One day, a white woman came through my check-out line dressed head to toe in real fur. She told me something about how it was her twice yearly trip "into the city," and how she was totally surprised that Downtown was experiencing revitalization (Musta been a couple of years since the last twice yearly trip, huh?).
She noticed my mug, and made some little comment about it. I gave her the standard, "Why yes I love Crown's it's great I LIVE RIGHT BY THERE and I eat there all the time still. I thought I would have gotten sick of it since I LIVE IN THAT NEIGHBORHOOD!" cutesy spiel.
She looked taken aback.
She said, "I was going to ask how the neighborhood is, but I guess if YOU live there it's fine."

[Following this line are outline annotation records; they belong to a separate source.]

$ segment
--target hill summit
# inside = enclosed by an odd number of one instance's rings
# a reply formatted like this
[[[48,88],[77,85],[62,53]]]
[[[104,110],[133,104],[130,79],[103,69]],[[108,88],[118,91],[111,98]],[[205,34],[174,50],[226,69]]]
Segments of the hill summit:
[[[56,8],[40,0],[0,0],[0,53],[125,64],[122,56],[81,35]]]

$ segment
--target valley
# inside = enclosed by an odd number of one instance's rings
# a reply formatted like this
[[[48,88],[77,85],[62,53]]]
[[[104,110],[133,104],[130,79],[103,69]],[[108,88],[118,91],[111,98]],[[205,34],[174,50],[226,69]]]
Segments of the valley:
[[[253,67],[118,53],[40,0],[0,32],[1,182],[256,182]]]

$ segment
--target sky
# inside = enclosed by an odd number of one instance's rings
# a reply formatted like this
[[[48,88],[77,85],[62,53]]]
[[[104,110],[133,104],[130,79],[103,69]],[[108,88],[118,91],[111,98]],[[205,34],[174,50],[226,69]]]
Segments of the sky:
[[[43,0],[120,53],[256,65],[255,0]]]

I was tempted to say a lot of things right then, but I knew if I opened my mouth I'd probably say something that would get me fired, so I just remained silent and let her walk out of the store. She was deeply, deeply in the throes of OMGIALWGNOD, anyway, and it probably would have taken considerable rehabilitative therapy to bring her back to a healthy state.
CASE STUDY #4
This past Saturday, I took a nice, long walk through ONSL, St. Louis Place, and Jeff Vander Lou. The course of my walk took me past the back of Vashon High School, where five or so black men were sitting on the dock and chatting.
When I walked by, one of the men shouted across the street to me in a sing-song manner, "DO YOU NEED A MAN OF MY COMPLEXION TO WALK WITH YOU FOR YOUR PROTECTION?"
I laughed. I looked over to the dock, and saw the man smiling in a non-threatening way. I shook my head no, but offered him a cheesy salute to show there were no hard feelings. He cracked up, and I was glad to return the laugh.
This was maybe the first time I ran into an OMGIALWGNOD sufferer on the street who was actually smiling. This man's case of OMGIALWGNOD was also unusual because he was perfectly blunt about the race-based reasons for his surprise at seeing me there, which most people seem to try to skirt around (i.e. it's "that neighborhood" or "safety," when it's obvious what people are really getting at.).
Even though my neighborhood is pretty integrated, I have a feeling I will be running into people stricken with sudden fits of OMGIALWGNOD Syndrome for years to come.